GitHub - fvgm-spec/airbyte-md-hackaton: This repository is intended to store the material for Airbyte MotherDuck Hackaton

Complete ETL pipeline using Airbyte Mother Duck connector

The Dataset

The dataset used for this project is a synthetic one generated using the versatile Python Faker module, it basically sets a FinancialProvider class to generate multiple investment_types, transaction_types and risk_profiles for further analysis by the end users in the UI that will be implemented using Evidence.

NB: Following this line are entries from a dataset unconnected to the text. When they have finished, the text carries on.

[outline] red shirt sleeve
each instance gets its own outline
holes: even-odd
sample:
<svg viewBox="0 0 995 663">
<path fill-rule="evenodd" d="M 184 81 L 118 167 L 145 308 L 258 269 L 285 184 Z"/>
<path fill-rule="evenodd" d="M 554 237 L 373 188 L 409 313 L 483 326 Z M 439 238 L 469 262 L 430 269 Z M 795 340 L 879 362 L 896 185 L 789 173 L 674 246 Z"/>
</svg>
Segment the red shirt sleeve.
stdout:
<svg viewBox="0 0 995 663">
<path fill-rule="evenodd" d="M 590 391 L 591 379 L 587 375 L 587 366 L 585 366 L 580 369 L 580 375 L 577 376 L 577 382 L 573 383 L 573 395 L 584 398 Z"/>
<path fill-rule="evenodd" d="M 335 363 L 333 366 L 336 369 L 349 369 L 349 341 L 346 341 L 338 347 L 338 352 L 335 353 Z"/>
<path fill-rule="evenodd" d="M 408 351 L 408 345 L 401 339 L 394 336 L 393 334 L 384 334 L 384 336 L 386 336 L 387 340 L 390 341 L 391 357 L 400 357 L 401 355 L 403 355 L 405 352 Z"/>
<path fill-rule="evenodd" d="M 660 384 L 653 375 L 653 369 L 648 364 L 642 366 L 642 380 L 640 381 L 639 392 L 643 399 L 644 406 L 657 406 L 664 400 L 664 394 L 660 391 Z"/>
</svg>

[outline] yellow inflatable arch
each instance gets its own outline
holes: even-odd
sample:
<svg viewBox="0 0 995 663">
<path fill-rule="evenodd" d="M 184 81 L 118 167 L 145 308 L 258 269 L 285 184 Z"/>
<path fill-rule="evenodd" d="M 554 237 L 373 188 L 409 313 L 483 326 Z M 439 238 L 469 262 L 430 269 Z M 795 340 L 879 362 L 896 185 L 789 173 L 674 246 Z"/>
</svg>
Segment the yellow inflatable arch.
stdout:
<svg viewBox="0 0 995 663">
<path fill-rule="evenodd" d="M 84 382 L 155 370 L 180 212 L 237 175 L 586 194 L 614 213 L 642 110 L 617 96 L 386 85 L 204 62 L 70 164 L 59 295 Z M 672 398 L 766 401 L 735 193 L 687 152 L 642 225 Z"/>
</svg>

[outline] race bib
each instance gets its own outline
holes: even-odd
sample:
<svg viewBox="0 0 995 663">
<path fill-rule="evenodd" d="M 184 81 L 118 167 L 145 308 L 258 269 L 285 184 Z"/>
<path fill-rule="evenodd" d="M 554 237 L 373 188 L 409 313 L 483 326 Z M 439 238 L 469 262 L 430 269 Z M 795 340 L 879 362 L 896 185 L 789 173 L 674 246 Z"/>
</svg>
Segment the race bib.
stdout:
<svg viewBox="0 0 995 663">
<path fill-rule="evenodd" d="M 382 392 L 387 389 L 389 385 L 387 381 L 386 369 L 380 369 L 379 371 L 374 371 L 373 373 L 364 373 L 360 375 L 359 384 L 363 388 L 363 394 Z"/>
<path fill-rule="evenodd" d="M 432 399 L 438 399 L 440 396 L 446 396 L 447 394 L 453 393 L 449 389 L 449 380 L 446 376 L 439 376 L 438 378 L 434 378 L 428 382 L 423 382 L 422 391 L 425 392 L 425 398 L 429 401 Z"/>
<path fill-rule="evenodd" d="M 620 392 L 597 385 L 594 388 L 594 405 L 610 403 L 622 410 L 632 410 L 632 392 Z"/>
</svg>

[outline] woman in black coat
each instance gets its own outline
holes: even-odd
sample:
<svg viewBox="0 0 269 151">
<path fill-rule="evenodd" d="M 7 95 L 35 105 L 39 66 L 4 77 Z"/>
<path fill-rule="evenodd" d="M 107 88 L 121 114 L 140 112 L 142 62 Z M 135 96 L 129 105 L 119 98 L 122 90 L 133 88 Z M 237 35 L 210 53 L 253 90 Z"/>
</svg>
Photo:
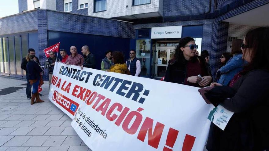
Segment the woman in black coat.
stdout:
<svg viewBox="0 0 269 151">
<path fill-rule="evenodd" d="M 39 64 L 35 59 L 35 56 L 27 56 L 27 59 L 28 61 L 26 65 L 26 68 L 28 71 L 29 76 L 29 81 L 30 84 L 33 85 L 33 91 L 32 94 L 32 98 L 31 99 L 31 105 L 35 103 L 43 102 L 44 101 L 41 100 L 39 97 L 38 94 L 38 86 L 40 79 L 40 73 L 43 71 Z M 35 99 L 36 99 L 35 102 Z"/>
<path fill-rule="evenodd" d="M 269 27 L 247 34 L 243 59 L 249 63 L 233 86 L 215 86 L 202 94 L 215 106 L 234 112 L 224 131 L 211 123 L 206 148 L 213 151 L 269 149 Z"/>
</svg>

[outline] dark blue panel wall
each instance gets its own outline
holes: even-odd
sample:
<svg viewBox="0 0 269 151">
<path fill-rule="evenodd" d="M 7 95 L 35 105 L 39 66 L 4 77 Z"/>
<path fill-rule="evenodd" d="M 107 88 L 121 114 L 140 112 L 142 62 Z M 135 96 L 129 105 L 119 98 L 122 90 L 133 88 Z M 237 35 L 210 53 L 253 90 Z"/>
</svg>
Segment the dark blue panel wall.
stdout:
<svg viewBox="0 0 269 151">
<path fill-rule="evenodd" d="M 190 37 L 201 38 L 203 36 L 203 25 L 188 26 L 182 27 L 182 37 Z"/>
<path fill-rule="evenodd" d="M 69 48 L 72 45 L 77 47 L 78 52 L 80 54 L 82 54 L 83 46 L 89 46 L 90 51 L 95 56 L 97 69 L 101 69 L 101 61 L 105 58 L 107 50 L 123 52 L 125 60 L 129 57 L 130 39 L 58 31 L 48 32 L 49 45 L 61 42 L 60 49 L 65 49 L 68 55 L 71 54 Z M 58 57 L 61 58 L 60 54 Z"/>
</svg>

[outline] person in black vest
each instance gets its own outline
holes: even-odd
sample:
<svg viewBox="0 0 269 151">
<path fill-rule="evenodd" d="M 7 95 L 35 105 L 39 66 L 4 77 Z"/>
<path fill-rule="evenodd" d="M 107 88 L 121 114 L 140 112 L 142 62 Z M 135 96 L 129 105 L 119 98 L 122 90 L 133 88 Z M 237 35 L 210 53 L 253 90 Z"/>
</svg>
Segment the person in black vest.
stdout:
<svg viewBox="0 0 269 151">
<path fill-rule="evenodd" d="M 35 56 L 35 50 L 32 48 L 30 48 L 28 49 L 28 54 L 30 55 L 30 56 Z M 40 64 L 38 58 L 36 57 L 36 59 L 37 62 L 39 64 Z M 26 57 L 22 59 L 22 61 L 21 62 L 21 64 L 20 65 L 20 68 L 25 70 L 26 73 L 26 77 L 27 81 L 27 85 L 26 85 L 26 95 L 27 97 L 27 99 L 31 99 L 31 98 L 32 97 L 31 96 L 32 92 L 31 91 L 31 89 L 32 88 L 32 85 L 30 84 L 30 82 L 29 81 L 29 74 L 28 74 L 28 71 L 26 68 L 26 65 L 28 63 L 28 61 L 26 59 Z"/>
<path fill-rule="evenodd" d="M 141 63 L 139 59 L 135 57 L 135 51 L 132 49 L 129 53 L 130 58 L 126 61 L 126 64 L 132 75 L 139 76 L 141 72 Z"/>
<path fill-rule="evenodd" d="M 82 47 L 81 48 L 81 52 L 86 56 L 86 57 L 84 58 L 83 64 L 80 66 L 81 70 L 83 69 L 83 67 L 95 69 L 96 65 L 95 57 L 94 55 L 90 52 L 89 47 L 86 45 Z"/>
<path fill-rule="evenodd" d="M 53 69 L 54 68 L 54 65 L 55 64 L 55 62 L 56 60 L 54 52 L 51 51 L 49 52 L 49 54 L 50 55 L 50 57 L 46 59 L 45 68 L 49 69 L 49 90 L 50 88 L 50 83 L 51 82 L 51 78 L 52 77 L 52 74 L 53 73 Z M 61 61 L 60 59 L 57 58 L 57 61 L 59 62 L 60 61 Z"/>
</svg>

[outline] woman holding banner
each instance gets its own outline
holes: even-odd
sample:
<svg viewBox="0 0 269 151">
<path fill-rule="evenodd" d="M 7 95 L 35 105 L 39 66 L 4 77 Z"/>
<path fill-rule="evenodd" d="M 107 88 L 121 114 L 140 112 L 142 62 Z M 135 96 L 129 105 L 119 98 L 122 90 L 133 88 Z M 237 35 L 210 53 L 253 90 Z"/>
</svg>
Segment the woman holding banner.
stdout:
<svg viewBox="0 0 269 151">
<path fill-rule="evenodd" d="M 242 76 L 232 88 L 201 89 L 211 88 L 201 93 L 205 100 L 234 113 L 224 131 L 211 123 L 208 151 L 269 150 L 268 39 L 268 27 L 249 31 L 241 48 L 242 58 L 249 63 Z"/>
<path fill-rule="evenodd" d="M 31 99 L 31 105 L 35 103 L 44 102 L 40 99 L 38 92 L 40 80 L 40 73 L 43 71 L 43 70 L 35 60 L 35 57 L 34 56 L 30 56 L 28 54 L 26 58 L 27 61 L 29 61 L 26 65 L 26 68 L 29 74 L 29 81 L 30 84 L 33 85 L 33 91 Z M 36 99 L 35 102 L 35 99 L 36 98 Z"/>
<path fill-rule="evenodd" d="M 212 78 L 207 72 L 205 63 L 195 55 L 198 48 L 191 37 L 181 39 L 175 57 L 169 61 L 164 81 L 196 87 L 208 85 Z"/>
</svg>

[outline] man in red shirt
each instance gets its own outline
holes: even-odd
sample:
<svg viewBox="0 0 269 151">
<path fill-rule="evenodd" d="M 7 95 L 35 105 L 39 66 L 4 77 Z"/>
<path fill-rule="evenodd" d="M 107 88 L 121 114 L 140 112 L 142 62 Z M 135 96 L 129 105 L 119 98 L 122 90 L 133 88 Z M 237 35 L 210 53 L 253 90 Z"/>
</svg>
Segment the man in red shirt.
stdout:
<svg viewBox="0 0 269 151">
<path fill-rule="evenodd" d="M 66 53 L 66 51 L 64 49 L 60 50 L 60 54 L 62 56 L 62 61 L 61 62 L 65 63 L 67 57 L 68 57 L 68 55 Z"/>
<path fill-rule="evenodd" d="M 67 65 L 75 65 L 81 66 L 83 64 L 84 58 L 81 55 L 77 52 L 77 48 L 75 46 L 71 46 L 70 47 L 70 52 L 72 55 L 68 56 L 65 64 Z"/>
</svg>

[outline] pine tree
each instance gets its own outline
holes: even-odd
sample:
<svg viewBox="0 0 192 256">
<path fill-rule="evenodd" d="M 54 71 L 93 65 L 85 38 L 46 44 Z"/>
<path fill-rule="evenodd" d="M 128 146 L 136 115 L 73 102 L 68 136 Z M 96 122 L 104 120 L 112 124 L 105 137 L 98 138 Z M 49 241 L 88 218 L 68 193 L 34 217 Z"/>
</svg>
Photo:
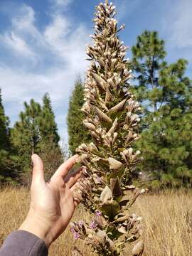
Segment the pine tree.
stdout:
<svg viewBox="0 0 192 256">
<path fill-rule="evenodd" d="M 60 137 L 58 133 L 58 127 L 48 93 L 43 97 L 39 130 L 40 155 L 44 163 L 46 178 L 48 180 L 63 161 L 63 156 L 59 146 Z"/>
<path fill-rule="evenodd" d="M 83 105 L 84 87 L 80 78 L 75 82 L 75 88 L 69 101 L 67 123 L 69 149 L 72 154 L 82 142 L 88 142 L 90 135 L 82 124 L 84 114 L 80 110 Z"/>
<path fill-rule="evenodd" d="M 12 182 L 15 171 L 11 170 L 9 120 L 5 115 L 0 88 L 0 183 Z"/>
<path fill-rule="evenodd" d="M 185 76 L 187 61 L 166 63 L 164 42 L 155 31 L 139 36 L 132 54 L 138 82 L 134 91 L 144 110 L 138 142 L 144 156 L 140 169 L 163 184 L 190 183 L 192 91 Z"/>
<path fill-rule="evenodd" d="M 8 150 L 10 146 L 9 142 L 9 120 L 5 115 L 2 102 L 1 90 L 0 88 L 0 150 Z"/>
<path fill-rule="evenodd" d="M 31 100 L 30 104 L 24 102 L 24 111 L 19 114 L 20 120 L 16 122 L 11 129 L 11 142 L 17 153 L 17 163 L 23 178 L 28 177 L 27 182 L 29 181 L 31 154 L 39 152 L 41 112 L 41 105 L 34 100 Z"/>
<path fill-rule="evenodd" d="M 78 149 L 87 171 L 74 193 L 75 198 L 82 201 L 92 213 L 92 220 L 90 224 L 72 223 L 71 231 L 98 255 L 117 256 L 124 255 L 126 245 L 142 233 L 141 218 L 132 214 L 130 208 L 144 192 L 131 186 L 140 153 L 132 147 L 139 139 L 139 105 L 129 90 L 132 75 L 124 58 L 127 47 L 117 36 L 124 26 L 117 28 L 115 7 L 108 1 L 96 9 L 93 45 L 87 49 L 92 64 L 87 72 L 82 107 L 84 124 L 91 133 L 92 142 L 82 144 Z M 143 250 L 140 241 L 132 255 L 141 256 Z"/>
<path fill-rule="evenodd" d="M 30 181 L 31 156 L 38 154 L 44 163 L 45 176 L 48 180 L 63 161 L 59 146 L 59 135 L 55 114 L 48 94 L 43 98 L 43 106 L 34 100 L 24 102 L 24 111 L 20 120 L 11 130 L 11 140 L 18 157 L 23 182 Z"/>
</svg>

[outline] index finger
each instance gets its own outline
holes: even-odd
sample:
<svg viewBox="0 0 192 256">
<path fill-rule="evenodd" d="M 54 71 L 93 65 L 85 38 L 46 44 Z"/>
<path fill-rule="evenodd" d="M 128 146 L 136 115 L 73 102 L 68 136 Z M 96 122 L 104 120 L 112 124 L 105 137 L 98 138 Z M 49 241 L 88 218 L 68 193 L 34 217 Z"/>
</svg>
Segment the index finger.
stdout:
<svg viewBox="0 0 192 256">
<path fill-rule="evenodd" d="M 76 164 L 77 160 L 78 159 L 79 156 L 78 154 L 70 157 L 65 163 L 62 164 L 57 171 L 55 172 L 53 176 L 62 176 L 64 178 L 68 173 L 68 171 L 72 169 L 75 164 Z"/>
</svg>

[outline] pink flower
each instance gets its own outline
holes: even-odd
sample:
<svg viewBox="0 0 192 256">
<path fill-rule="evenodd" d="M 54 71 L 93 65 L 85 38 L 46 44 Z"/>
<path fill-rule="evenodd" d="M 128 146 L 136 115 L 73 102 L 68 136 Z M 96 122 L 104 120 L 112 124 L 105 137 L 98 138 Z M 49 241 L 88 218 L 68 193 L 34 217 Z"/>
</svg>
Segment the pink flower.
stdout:
<svg viewBox="0 0 192 256">
<path fill-rule="evenodd" d="M 96 216 L 101 216 L 102 215 L 102 212 L 100 212 L 98 210 L 96 210 L 95 214 L 96 215 Z"/>
<path fill-rule="evenodd" d="M 95 230 L 97 228 L 97 222 L 95 220 L 92 220 L 92 222 L 90 223 L 90 228 L 92 230 Z"/>
</svg>

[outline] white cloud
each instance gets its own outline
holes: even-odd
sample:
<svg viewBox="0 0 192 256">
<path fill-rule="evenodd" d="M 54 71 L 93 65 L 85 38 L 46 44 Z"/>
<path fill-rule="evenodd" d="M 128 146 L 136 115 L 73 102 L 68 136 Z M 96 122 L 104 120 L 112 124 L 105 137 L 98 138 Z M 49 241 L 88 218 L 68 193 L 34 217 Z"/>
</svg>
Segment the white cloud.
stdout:
<svg viewBox="0 0 192 256">
<path fill-rule="evenodd" d="M 43 94 L 49 92 L 60 134 L 66 142 L 68 98 L 76 75 L 83 76 L 88 65 L 84 57 L 90 31 L 83 24 L 71 23 L 64 15 L 52 11 L 49 24 L 41 30 L 31 6 L 23 5 L 15 12 L 11 28 L 0 34 L 0 45 L 6 46 L 5 53 L 11 59 L 0 63 L 1 87 L 6 114 L 14 121 L 23 110 L 24 100 L 33 97 L 41 101 Z M 18 58 L 8 48 L 19 56 L 21 68 Z"/>
<path fill-rule="evenodd" d="M 164 16 L 164 30 L 170 45 L 179 48 L 192 46 L 191 0 L 169 1 L 169 11 Z"/>
<path fill-rule="evenodd" d="M 73 0 L 50 0 L 55 7 L 66 7 Z"/>
<path fill-rule="evenodd" d="M 19 36 L 16 34 L 14 31 L 10 33 L 0 35 L 0 43 L 10 48 L 15 53 L 26 56 L 33 57 L 34 53 L 31 48 L 27 45 L 26 42 Z"/>
</svg>

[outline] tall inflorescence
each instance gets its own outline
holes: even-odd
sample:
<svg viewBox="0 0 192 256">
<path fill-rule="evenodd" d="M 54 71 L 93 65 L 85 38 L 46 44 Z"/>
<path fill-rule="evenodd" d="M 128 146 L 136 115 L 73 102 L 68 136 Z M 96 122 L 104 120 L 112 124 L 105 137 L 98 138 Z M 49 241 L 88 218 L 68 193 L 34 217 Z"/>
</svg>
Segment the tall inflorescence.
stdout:
<svg viewBox="0 0 192 256">
<path fill-rule="evenodd" d="M 114 256 L 120 255 L 143 231 L 141 218 L 130 213 L 130 207 L 144 192 L 132 185 L 140 153 L 132 147 L 139 139 L 139 105 L 129 90 L 132 71 L 125 58 L 127 47 L 117 36 L 124 26 L 117 28 L 112 3 L 106 1 L 96 9 L 93 45 L 87 48 L 91 66 L 82 109 L 92 142 L 77 149 L 87 171 L 74 193 L 92 218 L 90 223 L 71 223 L 71 231 L 99 255 Z M 143 250 L 143 242 L 137 241 L 131 254 L 142 255 Z"/>
</svg>

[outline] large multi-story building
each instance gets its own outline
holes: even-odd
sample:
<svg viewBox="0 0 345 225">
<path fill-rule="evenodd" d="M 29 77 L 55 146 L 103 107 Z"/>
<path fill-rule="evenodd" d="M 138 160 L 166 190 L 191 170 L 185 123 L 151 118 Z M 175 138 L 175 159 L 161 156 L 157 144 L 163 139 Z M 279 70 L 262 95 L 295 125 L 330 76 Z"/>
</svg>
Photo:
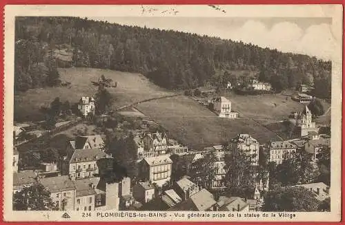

Bellow is a sample of the data_generator.py script that generates synthetic financial datasets. The generator creates interconnected CSV files containing customers information, accounts, transactions, and investments.:

import faker
from faker.providers import BaseProvider
import pandas as pd
import random
import uuid
import argparse
import os
from datetime import date

class FinancialProvider(BaseProvider):
    def investment_type(self):
        """Generate a realistic investment type."""
        return random.choice([
            'Stocks', 'Bonds', 'Mutual Funds', 'ETFs', 
            'Cryptocurrency', 'Real Estate Investment Trust', 
            'Commodities', 'Government Bonds'
        ])
    
    def transaction_type(self):
        """Generate a transaction type."""
        return random.choice([
            'Deposit', 'Withdrawal', 'Transfer', 
            'Purchase', 'Sale', 'Dividend Reinvestment'
        ])
    
    def risk_profile(self):
        """Generate an investment risk profile."""
        return random.choice([
            'Low Risk', 'Medium Risk', 'High Risk', 
            'Aggressive', 'Conservative', 'Balanced'
        ])

Features

The script generates 4 related datasets:
- Customers (including demographics, income, credit score)
- Accounts (types, risk profiles)
- Transactions (deposits, withdrawals, purchases)
- Investments (types, amounts, sectors)
Creates UUID-based relationships between tables
Uses realistic fake data for names, emails, and locations
Organizes output in date-based directory structure

Installation

pip install faker pandas

Usage

python generator.py --num_customers 100 --num_transactions 200 --output_data generated_data

Arguments

--num_customers: Number of customers to generate (default: 100)
--num_transactions: Number of transactions to generate (default: 200)
--output_data: Directory to save generated CSV files (default: 'generated_data')

Output Structure

generated_data/
└── YYYY-MM-DD/
    ├── customers.csv
    ├── accounts.csv
    ├── transactions.csv
    └── investments.csv

Data Schema

customers.csv

customer_id (UUID)
customer_name
customer_email
customer_age (18-75)
annual_income ($20k-$500k)
credit_score (300-850)
country
city

accounts.csv

account_id (UUID)
customer_id (UUID)
account_type
risk_profile
opening_date

The Workflow

I wanted to create a standalone workflow that generate each a of datasets required for the project in a daily basis, so GitHub Actions is ideal for this purpose, it can be set as an automated system that can run in a cron based schedule, and finally store the generated daily data in AWS S3.

System Overview

Daily generation of financial datasets (customers, accounts, transactions, investments)
Random variation in data volume
Automatic upload to AWS S3
Manual trigger option via workflow_dispatch

Features

Monitoring/Maintenance: Built-in logging, execution history, error notifications, easy workflow modifications via email.
Infrastructure Benefits: Free for public repositories, no need for dedicated servers, built-in secret management.
Automation: Scheduled execution (cron: '0 0 * * *'), manual triggers via workflow_dispatch, environment setup automation, dependency management.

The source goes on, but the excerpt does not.